Cam Newton's not an icon just yet, but the electrifying rookie was surely entertaining during a record-setting pro debut. The 2011 No. 1 overall draft choice, thought to be behind in his development as a pure passer, turned every head in the building at Arizona's University of Phoenix Stadium by throwing for 422 yards and connecting with veteran wideout Steve Smith for two long touchdowns in his first regular-season game as the Carolina Panthers' field general. Newton's yardage total was the highest ever for a quarterback in his initial time out, and tied Detroit's Matt Stafford (2009) for the most by a rookie in league history, though it still wasn't enough to prevent the Panthers from sustaining a 28-21 loss to the Cardinals.
Incidentally, Newton's first career regular-season start produced nearly 400 passing yards more than Donovan McNabb totaled in his 156th. The declining veteran had a brutal introductory performance as a Minnesota Viking on Sunday, mustering an anemic 39 yards while completing just 7-of-15 attempts.
Sunday's other rookie signal-caller turned in a positive debut as well, with Cincinnati youngster Andy Dalton hitting on 10-of-15 throws for 81 yards and a touchdown to help the Bengals to a 27-17 road win at fellow AFC North member Cleveland.
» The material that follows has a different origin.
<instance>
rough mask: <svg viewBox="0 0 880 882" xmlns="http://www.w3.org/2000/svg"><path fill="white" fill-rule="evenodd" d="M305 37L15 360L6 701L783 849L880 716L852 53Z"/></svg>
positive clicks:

The effort was a little bittersweet for the 23-year-old, however, as Dalton did not play the entire second half after injuring his right wrist.
From the "Who needs ya" department: Five days after releasing regular quarterback David Garrard, the Jacksonville Jaguars came through with a 16-14 triumph over AFC South foe Tennessee behind an admirably sharp display from Luke McCown in the journeyman's first NFL start since 2007. The 30-year-old, who entered the game with a 1-6 career mark as a starter, threw for 175 yards on 17-of-24 passing and was not intercepted.
From the "We need ya" department: Indianapolis' first game without Peyton Manning at the controls of the offense since 1997 turned out to be predictably disastrous, with the Kerry Collins-led group mustering an un-Colts-like 236 total yards and a 1-for-9 success rate on third downs in the team's non- competitive 34-7 defeat at Houston.
Deja Vu: San Diego's 2010 season was sabotaged by ineptitude in the special- teams area, which prompted the team's luring of highly-credentialed coach Rich Bisaccia away from the Buccaneers over the winter. So naturally, the remodeled group gives up a 103-yard kickoff return touchdown to Minnesota's Percy Harvin in Sunday's decision over the Vikings.
Quote of the Week: While listening to Sirius NFL Radio's outstanding Tailgate Show while driving for my Sunday morning coffee, got a good chuckle after hearing host Adam Schein refer to the Seattle-San Francisco game as the Seahawks opening up the "Tarvaris Jackson Error" in reference to the maligned quarterback's first go-around with his new team. As it turned out, Jackson wasn't entirely bad in Seattle's 33-17 loss to the 49ers. The ex-Viking threw a pair of second-half touchdown passes to orchestrate a Seahawks' comeback attempt while playing behind perhaps the league's worst offensive line that surrendered five sacks on Sunday.
Tell Me Why: Pittsburgh didn't have a home game on Opening Weekend? While the NFL's league-wide pregame ceremony commemorating the September 11 attacks was both poignant and overall well crafted, not holding a game in the Steel City -- some 65 miles from the crash site of United Flight 93 on that fateful day -- was a huge oversight on the part of Commissioner Goodell and the home office.